Tuesday, March 04, 2008

Some telling information

We're finally getting full stories and not just AP wire blurbs. Apparently ESPN.com's Chris Mortensen spoke with Favre's agent Bus Cook and this article has this:

"I talked to Brett this morning and I told him 'nobody forced you to make this decision to retire, but the flip side is nobody encouraged you to play,'" Cook told Mortensen. "Two years ago, Ted [Thompson, the Packers' GM] encouraged him to play, but there was nothing this time around from them offering encouragement or him to come back."

I think that says a lot about the new management of the team and the new direction of this club.
Now that's not to say that the new management is necessarily wrong. All Packer fans need to come to terms with the fact that we were running on borrowed time and this hullabaloo every off-season had to be trying for the club and the team. Whether it was last year, this year or next year, eventually the Brett Favre era has to come to an end. The man is more myth than fact and no one can live like that forever.

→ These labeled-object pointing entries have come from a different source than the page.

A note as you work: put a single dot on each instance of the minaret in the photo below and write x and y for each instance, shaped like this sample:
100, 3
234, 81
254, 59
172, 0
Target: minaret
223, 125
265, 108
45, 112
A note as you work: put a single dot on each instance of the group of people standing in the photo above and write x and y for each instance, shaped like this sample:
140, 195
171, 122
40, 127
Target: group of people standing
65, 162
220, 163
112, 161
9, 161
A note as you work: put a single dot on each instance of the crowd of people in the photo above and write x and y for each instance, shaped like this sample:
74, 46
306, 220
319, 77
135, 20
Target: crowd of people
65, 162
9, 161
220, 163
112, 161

I know there are people out there that are fully distraught today and I find that just a bit over-the-top. Am I sad? Sure. This team isn't going to be as fun to watch for a few years to come. The Packers have been The Land Where Brett Favre Tread for so many seasons that I think the team is going to have a bit of an identity crisis and may struggle and stumble for a few seasons trying to figure out what the Packers can and will be without him.

The fact is that for a couple of decades, the Packers were a small-time team in a small town. No one took much notice of us and we struggled in anonymity. Brett Favre literally "made" this team in this generation. Super teams need SuperStars and without Brett we don't have that. We don't have a "face" of the team and we're going to struggle until we have that leadership.

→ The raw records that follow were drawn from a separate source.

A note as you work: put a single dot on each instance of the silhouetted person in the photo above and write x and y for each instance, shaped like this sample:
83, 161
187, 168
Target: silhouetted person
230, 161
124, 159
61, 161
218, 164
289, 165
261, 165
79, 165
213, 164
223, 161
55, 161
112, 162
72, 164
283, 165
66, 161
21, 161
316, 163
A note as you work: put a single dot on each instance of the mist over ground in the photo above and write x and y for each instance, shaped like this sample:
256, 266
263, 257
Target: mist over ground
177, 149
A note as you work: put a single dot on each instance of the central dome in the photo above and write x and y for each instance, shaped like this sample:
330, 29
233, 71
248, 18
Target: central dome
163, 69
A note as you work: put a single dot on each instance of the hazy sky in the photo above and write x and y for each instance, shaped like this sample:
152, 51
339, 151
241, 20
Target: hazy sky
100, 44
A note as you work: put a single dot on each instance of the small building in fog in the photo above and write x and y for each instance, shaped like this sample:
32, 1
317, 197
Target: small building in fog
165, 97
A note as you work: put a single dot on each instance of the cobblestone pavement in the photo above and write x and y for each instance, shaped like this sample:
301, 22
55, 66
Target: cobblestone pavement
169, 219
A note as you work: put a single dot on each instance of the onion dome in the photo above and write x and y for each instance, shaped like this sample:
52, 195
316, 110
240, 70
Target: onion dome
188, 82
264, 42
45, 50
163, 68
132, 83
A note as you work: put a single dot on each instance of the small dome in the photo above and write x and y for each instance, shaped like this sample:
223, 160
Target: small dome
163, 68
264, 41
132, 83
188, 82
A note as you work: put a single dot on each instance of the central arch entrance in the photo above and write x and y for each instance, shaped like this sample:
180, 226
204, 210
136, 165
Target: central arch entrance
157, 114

That's not to say that there aren't leaders on this team. Maybe Aaron Rodgers can be the new leader. He proved himself a bit in Dallas this season. But even if he becomes a really good quarterback, I'm not convinced that he can become an icon.

Certainly Donald Driver is the other most recognizable face on the Packers lineup, but I can't imagine he'll be with the team much longer, either. He's had a spectacular run, but where he had Brett before, he is now the lone ranger of the old guard.

It's a new time and hopefully we'll be able to be the phoenix and become a new team.